Les exploitants ayant acquis des tickets d'accès lors de ces enchères pourront alors certifier leur capacité à hauteur du nombre de tickets obtenus et participer au marché français. Les acteurs souhaitant certifier à la hausse leur capacité devront s'assurer de disposer d'un nombre suffisant de tickets d'accès sur leur compte au registre. Dans le cas d'une certification à la baisse, l'exploitant devra restituer à RTE ses tickets. Les tickets lui seront remboursés à hauteur du prix des enchères s'ils sont restitués avant la seconde enchère, dans le cas contraire l'exploitant restitue le ticket d'accès sans contrepartie financière.
La CRE est favorable à ce dispositif d'enchères, en ce qu'il permet effectivement aux acteurs transfrontaliers d'obtenir des tickets d'accès, tout en leur offrant la possibilité d'ajuster leur certification en fonction de leurs évolutions de prévision de disponibilité. La CRE considère, qu'à terme, si les acteurs l'estiment nécessaire, le dispositif devrait évoluer vers un marché secondaire des tickets d'accès.
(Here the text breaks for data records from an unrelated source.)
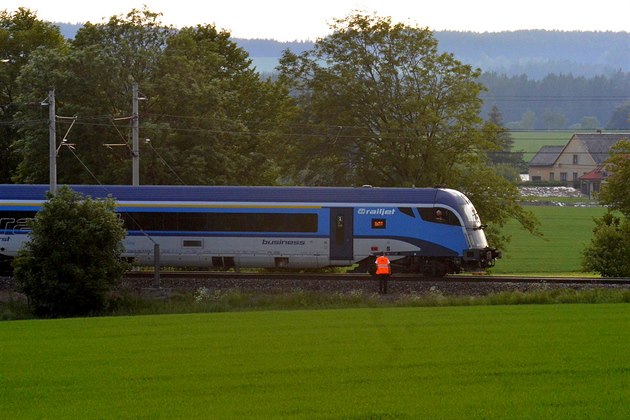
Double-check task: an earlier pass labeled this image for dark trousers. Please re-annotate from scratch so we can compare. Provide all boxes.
[376,274,389,295]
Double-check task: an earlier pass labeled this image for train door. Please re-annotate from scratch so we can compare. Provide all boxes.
[330,208,354,260]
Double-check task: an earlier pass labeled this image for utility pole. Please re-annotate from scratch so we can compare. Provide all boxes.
[48,89,57,194]
[131,83,140,185]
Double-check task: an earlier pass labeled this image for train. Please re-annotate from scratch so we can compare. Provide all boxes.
[0,184,501,276]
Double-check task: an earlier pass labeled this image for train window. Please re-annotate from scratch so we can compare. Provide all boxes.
[121,212,318,232]
[212,257,235,267]
[182,239,203,248]
[398,207,416,217]
[418,207,461,226]
[0,211,36,231]
[372,219,387,229]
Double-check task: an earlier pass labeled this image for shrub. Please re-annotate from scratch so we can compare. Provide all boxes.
[13,187,126,317]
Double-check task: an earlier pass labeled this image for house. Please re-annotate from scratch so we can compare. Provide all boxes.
[529,132,630,196]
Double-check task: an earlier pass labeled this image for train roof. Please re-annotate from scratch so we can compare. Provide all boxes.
[0,184,461,205]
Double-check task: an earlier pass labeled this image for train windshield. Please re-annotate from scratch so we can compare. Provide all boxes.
[459,194,481,229]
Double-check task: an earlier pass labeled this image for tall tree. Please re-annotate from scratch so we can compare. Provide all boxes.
[0,7,66,183]
[582,138,630,277]
[16,9,172,183]
[13,186,127,317]
[16,9,291,184]
[597,140,630,218]
[279,13,535,249]
[149,25,290,185]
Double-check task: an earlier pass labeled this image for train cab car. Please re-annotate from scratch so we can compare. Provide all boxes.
[0,185,500,276]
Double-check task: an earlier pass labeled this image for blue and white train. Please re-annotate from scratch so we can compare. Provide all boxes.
[0,185,500,276]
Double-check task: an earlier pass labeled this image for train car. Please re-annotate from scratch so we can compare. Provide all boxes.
[0,185,500,276]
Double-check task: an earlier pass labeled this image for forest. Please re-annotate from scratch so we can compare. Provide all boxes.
[57,23,630,130]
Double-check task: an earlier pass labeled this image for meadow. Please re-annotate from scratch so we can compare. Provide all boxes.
[0,304,630,419]
[491,206,606,274]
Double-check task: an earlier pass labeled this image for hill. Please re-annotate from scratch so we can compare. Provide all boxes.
[55,23,630,79]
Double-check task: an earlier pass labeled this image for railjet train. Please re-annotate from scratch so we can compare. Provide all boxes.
[0,185,500,276]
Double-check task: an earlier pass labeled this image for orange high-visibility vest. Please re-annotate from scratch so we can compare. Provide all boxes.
[376,255,392,275]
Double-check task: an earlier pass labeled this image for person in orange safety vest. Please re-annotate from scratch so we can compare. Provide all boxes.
[375,252,392,295]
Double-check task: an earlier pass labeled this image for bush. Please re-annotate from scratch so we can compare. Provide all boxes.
[13,187,126,317]
[582,212,630,277]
2.1.2. Quelle que soit la procédure engagée sur la frontière, des pénalités s'appliquent aux interconnexions régulées et exemptées en cas d'indisponibilité pendant les périodes de pointe


Le projet de règles définit les modalités de certification des interconnexions, le calcul des revenus des gestionnaires d'interconnexion ainsi que les pénalités potentielles en cas d'indisponibilité des interconnexions lors des périodes de pointe.
La contribution à la sécurité d'approvisionnement de chaque interconnexion, régulée ou exemptée, est déterminée en fonction de la contribution du pays en question et de la capacité maximale de transit de l'interconnexion. La disponibilité de l'interconnexion est par la suite contrôlée en relevant les capacités commerciales d'import offertes au marché en période de tension. Dans le cas où la disponibilité de l'interconnexion ne serait pas cohérente avec l'engagement du gestionnaire (procédure simplifiée) ou avec le nombre de ticket d'accès vendus (procédure approfondie), des pénalités s'appliquent proportionnellement à l'écart observé. Les modalités de calcul de ces pénalités sont adaptées à la procédure engagée sur la frontière.
Ces dispositions ne posent pas de difficulté majeure aux acteurs. Certains d'entre eux insistent néanmoins sur l'importance que revêtiront les conventions qui devront être signées entre RTE et les GRT étrangers.
La CRE considère que l'ensemble de ces modalités déclinent les orientations prévues par le décret et les accueille favorablement. Notamment, le calcul de la disponibilité des interconnexions et les pénalités prévues par les règles permettent effectivement de rémunérer de manière non discriminatoire les gestionnaires d'interconnexion régulée et exemptée. Ces dispositions envoient par ailleurs une incitation économique aux interconnexions afin qu'elles soient disponibles lors des périodes de pointe aussi bien dans la procédure approfondie que simplifiée.
Dans son avis du 27 septembre 2018 sur le projet de décret relatif au mécanisme de capacité, la CRE soulignait qu'« Afin d'apporter suffisamment de visibilité aux acteurs, […] il est nécessaire que RTE fasse le plus de transparence possible sur ses études probabilistes, tant du point de vue méthodologique que des hypothèses sur lesquelles elles s'appuient ».
La CRE constate que le projet de règles de RTE ne détaille pas, à ce stade, les hypothèses et méthodologies sous-jacentes au calcul des contributions par frontière et qu'un effort de transparence doit être réalisé sur ce point (cf. paragraphe 3 de la présente délibération).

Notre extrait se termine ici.